Но геологи не отвечают. Быстро и молча собираются они и идут к двери. Прокоп тоже пытается встать – он хотел бы дать в морду этому бородатому, но Прокопа уже окончательно разморило. Приподнявшись, он падает обратно на лавку.
– Нужны мне ваши… – бормочет он, комкая в мокром от пота кулаке трешку и швыряя ее в объедки на столе. – Откупиться хотят – гляди-и! Знаем! Видали! Не-е-ет! Родственнички, вашу мать! В космосе они летают! На качелях! Вы меня извините. – Он еще долго бормочет, сам уже себя не слыша и не понимая, что говорит…
В этом месте своих воспоминаний Володя вдруг увидел в стороне оранжевую россыпь морошки. Деревья, расступившись, открыли ее Володиным глазам на большом торфяном кочкарнике. У Володи сразу кисло стало во рту. Он свернул с тропы, прислонив удилище и палку к можжевеловому кусту, опустился на колени в самой яркой густоте, давя ягоды ногами, и протянул за морошкой руку.
– Неплохо так-то после рыбки, – сказал он. – После рыбки ягод отведать – самое хорошее дело, как говорит брат Иван…
И Володя стал есть кисло-сладкую ягоду, выплевывая в траву мелкие жесткие косточки.

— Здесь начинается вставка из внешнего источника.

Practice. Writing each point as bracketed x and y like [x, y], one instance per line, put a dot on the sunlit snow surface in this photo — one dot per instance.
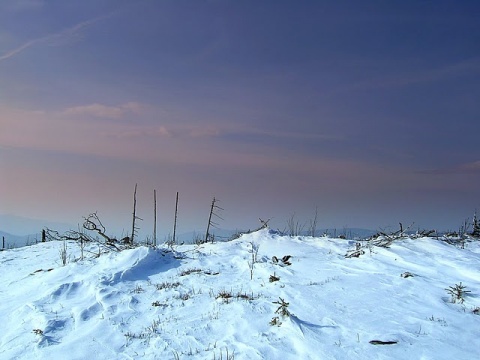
[158, 304]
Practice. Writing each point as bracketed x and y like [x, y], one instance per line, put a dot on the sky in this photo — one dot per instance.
[366, 111]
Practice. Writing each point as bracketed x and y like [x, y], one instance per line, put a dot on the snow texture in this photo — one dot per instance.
[198, 302]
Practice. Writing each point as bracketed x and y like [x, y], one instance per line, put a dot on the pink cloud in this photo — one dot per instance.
[104, 111]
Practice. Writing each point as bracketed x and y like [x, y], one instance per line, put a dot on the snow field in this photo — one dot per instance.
[198, 302]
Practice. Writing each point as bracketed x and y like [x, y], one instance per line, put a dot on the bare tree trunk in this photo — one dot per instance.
[175, 220]
[154, 217]
[134, 214]
[209, 220]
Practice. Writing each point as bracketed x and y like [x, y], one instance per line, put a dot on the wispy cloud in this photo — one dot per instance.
[60, 38]
[104, 111]
[465, 168]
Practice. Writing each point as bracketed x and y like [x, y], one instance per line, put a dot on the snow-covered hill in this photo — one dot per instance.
[204, 302]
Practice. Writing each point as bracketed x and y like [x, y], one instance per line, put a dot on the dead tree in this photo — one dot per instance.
[134, 216]
[154, 217]
[313, 224]
[214, 207]
[175, 220]
[92, 223]
[476, 226]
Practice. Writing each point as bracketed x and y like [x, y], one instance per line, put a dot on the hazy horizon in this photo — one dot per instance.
[366, 110]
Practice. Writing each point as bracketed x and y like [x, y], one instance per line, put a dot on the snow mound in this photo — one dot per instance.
[214, 300]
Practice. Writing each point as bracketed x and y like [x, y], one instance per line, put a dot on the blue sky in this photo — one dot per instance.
[367, 110]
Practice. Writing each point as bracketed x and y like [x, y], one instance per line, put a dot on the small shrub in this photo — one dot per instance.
[184, 297]
[167, 285]
[282, 307]
[225, 295]
[189, 271]
[138, 289]
[458, 293]
[158, 304]
[38, 331]
[275, 321]
[273, 278]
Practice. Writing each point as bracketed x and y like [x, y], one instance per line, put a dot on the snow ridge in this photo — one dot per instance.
[198, 302]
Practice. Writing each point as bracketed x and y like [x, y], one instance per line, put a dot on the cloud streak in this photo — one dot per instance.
[61, 37]
[104, 111]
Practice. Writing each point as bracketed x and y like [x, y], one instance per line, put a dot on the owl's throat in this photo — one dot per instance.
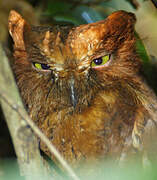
[73, 94]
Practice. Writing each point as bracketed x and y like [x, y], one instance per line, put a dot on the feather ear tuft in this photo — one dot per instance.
[17, 26]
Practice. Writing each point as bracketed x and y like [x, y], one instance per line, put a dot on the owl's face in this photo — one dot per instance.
[67, 67]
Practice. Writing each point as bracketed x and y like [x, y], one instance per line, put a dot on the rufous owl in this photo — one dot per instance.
[83, 87]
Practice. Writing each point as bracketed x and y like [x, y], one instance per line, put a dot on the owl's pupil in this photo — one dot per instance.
[45, 66]
[98, 61]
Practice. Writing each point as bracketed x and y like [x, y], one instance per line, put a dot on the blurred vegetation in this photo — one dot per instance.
[79, 12]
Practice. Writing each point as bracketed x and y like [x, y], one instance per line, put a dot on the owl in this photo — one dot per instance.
[83, 87]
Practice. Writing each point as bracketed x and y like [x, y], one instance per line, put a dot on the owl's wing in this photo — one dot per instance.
[145, 128]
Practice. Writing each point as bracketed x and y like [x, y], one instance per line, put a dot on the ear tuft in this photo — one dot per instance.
[16, 25]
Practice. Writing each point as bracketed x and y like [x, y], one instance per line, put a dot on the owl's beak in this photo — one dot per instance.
[73, 98]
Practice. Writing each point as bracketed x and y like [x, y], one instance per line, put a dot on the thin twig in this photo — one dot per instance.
[39, 134]
[7, 97]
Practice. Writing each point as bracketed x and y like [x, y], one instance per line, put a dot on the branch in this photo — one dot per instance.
[18, 121]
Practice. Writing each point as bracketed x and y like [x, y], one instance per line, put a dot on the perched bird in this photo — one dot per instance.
[84, 88]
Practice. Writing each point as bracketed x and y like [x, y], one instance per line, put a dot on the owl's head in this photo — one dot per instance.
[67, 67]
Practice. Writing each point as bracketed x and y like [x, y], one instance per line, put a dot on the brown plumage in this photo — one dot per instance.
[90, 108]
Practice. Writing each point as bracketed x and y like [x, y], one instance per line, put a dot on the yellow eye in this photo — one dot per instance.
[100, 61]
[41, 66]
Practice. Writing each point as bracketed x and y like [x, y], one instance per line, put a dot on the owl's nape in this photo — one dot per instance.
[82, 86]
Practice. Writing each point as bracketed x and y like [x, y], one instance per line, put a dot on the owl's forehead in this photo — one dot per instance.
[73, 44]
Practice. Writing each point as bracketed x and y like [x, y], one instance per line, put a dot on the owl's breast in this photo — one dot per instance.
[102, 130]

…Ну и пусть себе ест. А я вам сейчас вот что скажу; вот вы небось, прослушав все эти истории о Прокопе, подумали, что он нарочно перед геологами свою дочь Алевтину нежными словами называл? Подумали, да? Признайтесь! Вы, наверно, подумали, что, когда никого рядом нет, он ее ругает? Или даже бьет?
А вот и неправду вы подумали! Это я вам должен честно сказать: не ругает он ее и даже не бьет! В данном случае он вовсе перед геологами не выкомаривался.
Прокоп Алевтину действительно любит! Сильно любит, как только может любить человек свою собственную кровь. Единственное существо в целом свете любит Прокоп – дочь Алевтину, любит нежно и глубоко, как никогда никого не любил. Как не любил даже покойницу-жену. Жену он тоже любил, но и бил ее, в душе презирая, что за него – горького пьяницу – пошла. Часто бил. Оттого и померла она рано. Зато Алевтину он никогда пальцем не тронул: любил ее и совсем крошечную, грудную. Старый он уже был, когда Алевтина родилась. И удивительно ему было, что вот это маленькое существо, живой чистый комочек, пахнущий молоком и хлебом, с мягким пухом на хрупкой голове, – что это его дочь, его кровь. А позже он этот малюсенький живой комочек еще сильнее возлюбил, потому что чувствовал себя перед дочкой виноватым после одного случая на Илыче…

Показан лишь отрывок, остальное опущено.